Chosing between soft and hard body armour can be complicated as the threat level you are faced with may vary, as well as the environment and other factors. Therefore, it is of significant importance to understand the working mechanisms of both hard and soft armour systems.
There has to be a significant amount of vetting of armour systems when you’re putting your life on the line. In order to make the best choice you need to be presented with the right information on different body armour systems.
Soft Armour Composition
Although soft armour can feel like weighty cloth fabric, it is actually composed of materials which are significantly stronger than metals like steel! As the name suggests, soft armour is less rigid and often lighter than hard armour but is generally limited to stopping small arms firm like handgun rounds.
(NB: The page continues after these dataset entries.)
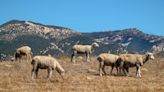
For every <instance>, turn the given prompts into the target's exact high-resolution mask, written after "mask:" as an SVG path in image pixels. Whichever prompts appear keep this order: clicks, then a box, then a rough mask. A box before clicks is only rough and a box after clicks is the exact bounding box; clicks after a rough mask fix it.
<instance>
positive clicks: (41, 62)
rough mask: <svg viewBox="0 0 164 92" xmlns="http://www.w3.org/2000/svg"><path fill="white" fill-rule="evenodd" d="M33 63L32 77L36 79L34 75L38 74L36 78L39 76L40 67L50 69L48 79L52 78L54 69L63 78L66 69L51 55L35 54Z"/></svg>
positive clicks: (47, 69)
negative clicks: (51, 76) (52, 72)
mask: <svg viewBox="0 0 164 92" xmlns="http://www.w3.org/2000/svg"><path fill="white" fill-rule="evenodd" d="M31 64H32V65H33V69H32V79H34V75H36V78H37V77H38V71H39V69H47V70H48V76H47V78H48V79H50V78H51V76H52V70H54V69H55V70H56V71H57V72H58V73H59V74H60V75H61V77H62V78H63V76H64V73H65V70H64V69H63V68H62V67H61V65H60V64H59V62H58V61H57V60H56V59H55V58H53V57H51V56H35V57H33V59H32V62H31Z"/></svg>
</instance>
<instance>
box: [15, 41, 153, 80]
mask: <svg viewBox="0 0 164 92" xmlns="http://www.w3.org/2000/svg"><path fill="white" fill-rule="evenodd" d="M97 47H99V45H98V44H97V43H96V42H94V43H92V44H91V45H80V44H79V43H76V44H75V45H74V46H73V47H72V51H73V53H72V55H71V61H72V62H74V63H75V62H76V55H77V54H79V53H81V54H85V55H86V61H87V62H89V61H90V54H91V53H92V51H93V49H95V48H97ZM31 54H32V52H31V48H30V47H29V46H23V47H20V48H18V49H16V53H15V60H16V61H19V62H21V61H26V62H28V61H31V64H32V66H33V69H32V79H34V77H36V78H37V77H38V71H39V69H47V70H48V76H47V78H48V79H50V78H51V76H52V70H54V69H55V70H56V71H57V72H58V73H59V74H60V75H61V77H62V78H63V76H64V74H65V70H64V69H63V68H62V66H61V65H60V64H59V62H58V61H57V60H56V59H55V58H53V57H51V56H34V57H33V58H31ZM150 59H154V56H153V54H152V53H150V52H149V53H146V54H144V55H140V54H120V55H114V54H109V53H102V54H100V55H98V56H97V60H98V62H99V75H100V76H102V75H103V74H106V72H105V66H111V67H112V68H111V72H110V73H111V74H112V71H113V68H114V67H115V68H116V69H117V74H121V75H124V76H128V73H129V68H130V67H136V76H137V77H141V74H140V71H141V66H142V65H143V64H145V63H146V62H147V61H148V60H150Z"/></svg>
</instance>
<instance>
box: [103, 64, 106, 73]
mask: <svg viewBox="0 0 164 92" xmlns="http://www.w3.org/2000/svg"><path fill="white" fill-rule="evenodd" d="M102 71H103V73H104V74H105V75H106V72H105V65H104V64H103V67H102Z"/></svg>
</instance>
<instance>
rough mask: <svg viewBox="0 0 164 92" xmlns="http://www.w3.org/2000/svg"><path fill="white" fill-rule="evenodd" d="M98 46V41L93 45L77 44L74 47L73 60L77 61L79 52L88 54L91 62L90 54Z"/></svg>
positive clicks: (87, 59) (73, 60)
mask: <svg viewBox="0 0 164 92" xmlns="http://www.w3.org/2000/svg"><path fill="white" fill-rule="evenodd" d="M96 47H99V45H98V43H96V42H94V43H92V44H91V45H80V44H79V43H78V44H75V45H74V46H73V47H72V50H73V54H72V56H71V61H72V62H75V61H76V60H75V59H76V55H77V54H86V61H87V62H89V61H90V56H89V55H90V54H91V52H92V50H93V49H94V48H96Z"/></svg>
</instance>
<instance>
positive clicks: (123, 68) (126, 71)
mask: <svg viewBox="0 0 164 92" xmlns="http://www.w3.org/2000/svg"><path fill="white" fill-rule="evenodd" d="M123 73H124V75H125V76H128V73H127V71H126V69H125V68H123Z"/></svg>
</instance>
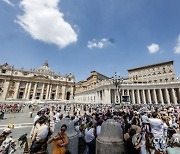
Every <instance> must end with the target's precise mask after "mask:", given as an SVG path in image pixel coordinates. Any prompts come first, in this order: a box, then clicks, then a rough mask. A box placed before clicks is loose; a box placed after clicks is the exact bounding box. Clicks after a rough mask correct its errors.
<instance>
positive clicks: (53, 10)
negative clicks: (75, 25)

There are two main designs of soft armour. One where an armour can be inserted into a carrier or an integrated system which incorporates the protection into the vest or clothing.
Soft armour achieves its protective capabilities through the use of interwoven synthetic fabrics. These fabrics are composed of interwoven high-tensile threads which are capable of stopping bullets. The net that is formed by this interweaving of threads, allows the net to “catch” bullets by dispersing the impact energy of the bullet throughout the entire thread system.
Think of a spider’s web – in order for it to be effective in catching prey a spider must weave a very strong web in a manner that is able to hold an object heavier than itself. A single strand from a spider is very weak but when woven together with other strands the result is a strong yet lightweight mesh. This is exactly how soft body armour works.
The interwoven synthetic fiber systems used in soft body armour replicates a spider’s net system. As such, the fibers rely on, and at the same time, support one another in a high impact energy system. This effectively allows soft body armour the ability to stop small arms ammunition from penetrating. Due to the increased movability and lighter materials, people who require these traits like security and police officers, often choose soft body armour systems.. Another added benefit of soft body armour systems is that they allow for better concealment and can generally be worn under a shirt to avoid attracting attention.
Hard Armour Composition
The other option for body armour is referred to as hard armour. The main difference is that these plates commonly incorporate a ceramic, metal or composite material called poly plating. These denser and harder materials increase the amount of energy deflection and therefore can better prevent larger caliber bullets penetrating, like those from a rifle.
Ballistic steel is the most common choice as it is readily available and cheaper to purchase than ceramics or dense plastics, however as users want lighter or better protection other materials are being offered.
Hard armour is generally worn overtly, i.e over the wearer’s clothing, however it can be worn covertly. If the additional weight is not a problem then hard armour is recommended as it can offer better protection against a wider range of firearms.